Abrelivros em Pauta – Qual é o estágio de implementação do novo Ensino Médio?

Leila PerussoloO diagnóstico em março de 2022 apontava que 23 estados estavam com o referencial curricular homologado, um estado em processo de análise e três tinham acabado de enviar os documentos aos respectivos conselhos regionais.
Em virtude do desenvolvimento social, econômico, educacional e da infraestrutura que possuem, os estados de São Paulo, Rio Grande do Sul e Curitiba estão mais avançados na implementação. O grande desafio é, justamente, nivelar todas as regiões do país, levando em consideração os diferentes índices educacionais, as vulnerabilidades e as particularidades locais, além do contingente e da experiência dos docentes em cada localidade. Nossos Grupos de Trabalhos (GTs) visam a promover a troca de experiências entre os estados, tanto dos resultados positivos como negativos. O objetivo é compartilhar exemplos do que funcionou ou não, para auxiliar as localidades em diferentes estágios na implementação. É um verdadeiro aprender fazendo.

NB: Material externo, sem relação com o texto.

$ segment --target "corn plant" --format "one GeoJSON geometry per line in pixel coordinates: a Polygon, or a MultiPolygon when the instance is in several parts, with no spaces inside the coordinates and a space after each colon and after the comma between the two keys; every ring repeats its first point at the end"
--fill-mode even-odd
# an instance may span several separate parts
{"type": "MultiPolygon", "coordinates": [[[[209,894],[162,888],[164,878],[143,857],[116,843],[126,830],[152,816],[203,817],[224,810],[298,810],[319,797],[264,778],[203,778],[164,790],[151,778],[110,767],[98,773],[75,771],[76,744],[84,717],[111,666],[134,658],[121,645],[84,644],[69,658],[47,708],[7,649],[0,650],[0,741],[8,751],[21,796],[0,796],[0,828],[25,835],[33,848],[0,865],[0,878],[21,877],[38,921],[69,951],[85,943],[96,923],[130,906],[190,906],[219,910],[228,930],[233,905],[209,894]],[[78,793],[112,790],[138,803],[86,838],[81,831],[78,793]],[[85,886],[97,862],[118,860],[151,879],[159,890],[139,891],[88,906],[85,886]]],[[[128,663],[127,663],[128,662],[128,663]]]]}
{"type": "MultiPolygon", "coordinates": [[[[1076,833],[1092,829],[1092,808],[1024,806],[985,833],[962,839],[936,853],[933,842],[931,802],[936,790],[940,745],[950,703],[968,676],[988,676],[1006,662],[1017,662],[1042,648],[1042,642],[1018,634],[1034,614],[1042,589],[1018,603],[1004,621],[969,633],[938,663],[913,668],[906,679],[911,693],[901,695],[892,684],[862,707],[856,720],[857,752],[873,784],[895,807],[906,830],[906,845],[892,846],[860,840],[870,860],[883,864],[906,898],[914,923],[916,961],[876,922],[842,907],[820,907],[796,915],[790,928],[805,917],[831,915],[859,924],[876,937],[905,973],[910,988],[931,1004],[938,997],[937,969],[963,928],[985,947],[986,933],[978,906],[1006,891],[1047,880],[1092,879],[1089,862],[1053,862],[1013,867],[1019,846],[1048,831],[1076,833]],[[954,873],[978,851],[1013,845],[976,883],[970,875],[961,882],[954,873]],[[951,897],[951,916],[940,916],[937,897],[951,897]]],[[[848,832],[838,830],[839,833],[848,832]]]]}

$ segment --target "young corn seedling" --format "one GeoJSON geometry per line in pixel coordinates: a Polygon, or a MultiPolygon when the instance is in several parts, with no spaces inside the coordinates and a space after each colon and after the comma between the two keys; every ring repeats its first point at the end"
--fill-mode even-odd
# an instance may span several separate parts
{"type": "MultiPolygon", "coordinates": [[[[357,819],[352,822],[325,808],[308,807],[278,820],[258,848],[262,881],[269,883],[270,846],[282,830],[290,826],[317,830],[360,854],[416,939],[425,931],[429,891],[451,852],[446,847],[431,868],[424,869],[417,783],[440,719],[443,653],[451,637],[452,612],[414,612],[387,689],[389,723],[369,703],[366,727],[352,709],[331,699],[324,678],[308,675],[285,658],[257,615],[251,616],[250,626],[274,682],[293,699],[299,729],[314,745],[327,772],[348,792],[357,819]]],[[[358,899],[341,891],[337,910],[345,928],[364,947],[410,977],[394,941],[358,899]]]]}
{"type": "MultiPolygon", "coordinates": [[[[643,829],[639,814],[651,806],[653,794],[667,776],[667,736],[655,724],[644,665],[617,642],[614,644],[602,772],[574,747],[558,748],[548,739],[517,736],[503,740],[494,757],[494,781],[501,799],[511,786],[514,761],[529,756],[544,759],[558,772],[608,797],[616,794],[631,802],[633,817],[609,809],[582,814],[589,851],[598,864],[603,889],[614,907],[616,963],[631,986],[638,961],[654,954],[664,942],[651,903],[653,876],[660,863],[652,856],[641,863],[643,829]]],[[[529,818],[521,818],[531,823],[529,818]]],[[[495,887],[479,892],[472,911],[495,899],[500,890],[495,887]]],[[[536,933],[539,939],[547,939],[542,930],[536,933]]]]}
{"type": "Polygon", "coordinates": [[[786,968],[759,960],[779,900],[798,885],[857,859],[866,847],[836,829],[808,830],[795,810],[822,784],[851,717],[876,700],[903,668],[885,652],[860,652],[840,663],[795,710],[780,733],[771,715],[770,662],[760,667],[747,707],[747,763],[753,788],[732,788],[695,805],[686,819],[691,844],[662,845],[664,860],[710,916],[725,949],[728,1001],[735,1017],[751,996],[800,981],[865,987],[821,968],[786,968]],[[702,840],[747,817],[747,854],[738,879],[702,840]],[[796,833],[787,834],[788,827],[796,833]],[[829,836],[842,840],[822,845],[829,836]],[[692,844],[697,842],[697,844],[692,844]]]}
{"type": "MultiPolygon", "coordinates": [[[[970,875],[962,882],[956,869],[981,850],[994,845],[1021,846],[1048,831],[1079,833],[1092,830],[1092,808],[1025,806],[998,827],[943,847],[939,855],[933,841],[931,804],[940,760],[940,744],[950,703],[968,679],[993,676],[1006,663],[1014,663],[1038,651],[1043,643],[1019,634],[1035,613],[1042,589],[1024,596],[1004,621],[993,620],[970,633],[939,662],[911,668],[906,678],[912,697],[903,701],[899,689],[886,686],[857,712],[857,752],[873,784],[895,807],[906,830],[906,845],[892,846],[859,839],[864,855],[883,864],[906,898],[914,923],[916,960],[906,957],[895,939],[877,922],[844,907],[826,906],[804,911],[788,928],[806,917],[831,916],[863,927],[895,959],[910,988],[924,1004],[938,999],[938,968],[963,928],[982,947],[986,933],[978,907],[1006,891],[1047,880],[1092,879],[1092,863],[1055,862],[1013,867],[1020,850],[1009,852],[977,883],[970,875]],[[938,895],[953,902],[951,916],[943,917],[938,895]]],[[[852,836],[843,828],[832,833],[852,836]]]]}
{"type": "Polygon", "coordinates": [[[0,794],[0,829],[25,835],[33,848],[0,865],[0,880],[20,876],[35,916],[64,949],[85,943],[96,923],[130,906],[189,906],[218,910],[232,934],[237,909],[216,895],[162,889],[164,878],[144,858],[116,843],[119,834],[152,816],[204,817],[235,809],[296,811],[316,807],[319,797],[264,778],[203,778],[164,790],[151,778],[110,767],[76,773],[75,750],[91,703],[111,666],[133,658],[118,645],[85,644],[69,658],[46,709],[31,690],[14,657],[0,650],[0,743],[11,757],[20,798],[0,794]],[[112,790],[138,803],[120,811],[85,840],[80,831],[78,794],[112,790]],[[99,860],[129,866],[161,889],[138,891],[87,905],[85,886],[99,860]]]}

Abrelivros em Pauta – Em sua avaliação, quais são as grandes dificuldades de adaptação dos professores ao novo Ensino Médio?

Leila PerussoloA mudança comportamental interna frente ao processo de ensino é o maior entrave. Não basta seguir o que está descrito na lei. Tirá-la do papel requer estar aberto ao novo e não se aprisionar ao método que domina. Ao invés de ministrar conteúdo estanque, o foco passa a ser fornecer ferramental para que o aluno desenvolva projetos de curto, médio e longo prazos. Portanto, é também uma mudança de atitude e de concepção de processos de ensino-aprendizagem. Ou seja, não se trata apenas de currículo escrito, mas também da relação pessoal estabelecida entre aluno e professor. Contudo, é importante destacar que a criação deste ambiente favorável, também depende de as escolas estarem mais bem equipadas e preparadas para que o aluno fique mais tempo no local, com uma alimentação e espaços adequados.

Abrelivros em Pauta – De que forma novos professores serão preparados para lecionar na realidade do novo Ensino Médio?

Leila PerussoloUma das preocupações que levamos para o MEC é de que a formação hoje precisa trazer o conhecimento da área. Ou seja, todos os professores de linguagem, por exemplo, precisam estar dentro do mesmo escopo de formação, respeitando os conhecimentos específicos, o objeto de cada componente curricular, mas promovendo uma formação conjunta.

Abrelivros em Pauta – Qual é o papel do livro didático na configuração do novo Ensino Médio?

Leila PerussoloAs escolas estão recebendo os livros agora, e o grande desafio é integrá-los, uma vez que os professores não tiveram tempo hábil de adaptação aos novos materiais. Os dois anos de pandemia impactaram as atividades planejadas, no âmbito da preparação para o novo Ensino Médio, pelos estados, MEC e CONSED. Tivemos que priorizar, por exemplo, a formação socioemocional dos professores a partir de 2020. Portanto, é grande o desafio de usar materiais por área do conhecimento. A formação dos professores, até hoje, tem sido por disciplina: História, Geografia, Matemática etc. A forma como os novos materiais didáticos foram desenvolvidos exige que o professor discuta o conteúdo com o aluno. O que é bem positivo, mas precisa ser internalizado. A própria forma de avaliar não poderá ser a mesma. A formatação do novo Ensino Médio muda, inclusive, a avaliação no Exame Nacional do Ensino Médio (ENEM). Devemos, portanto, investir no trabalho articulado do uso do livro didático para podermos realizar a avaliação por área do conhecimento e não fragmentada por componente curricular. Desta forma, teremos condições de mudar a maneira de mensurar o conhecimento dos alunos.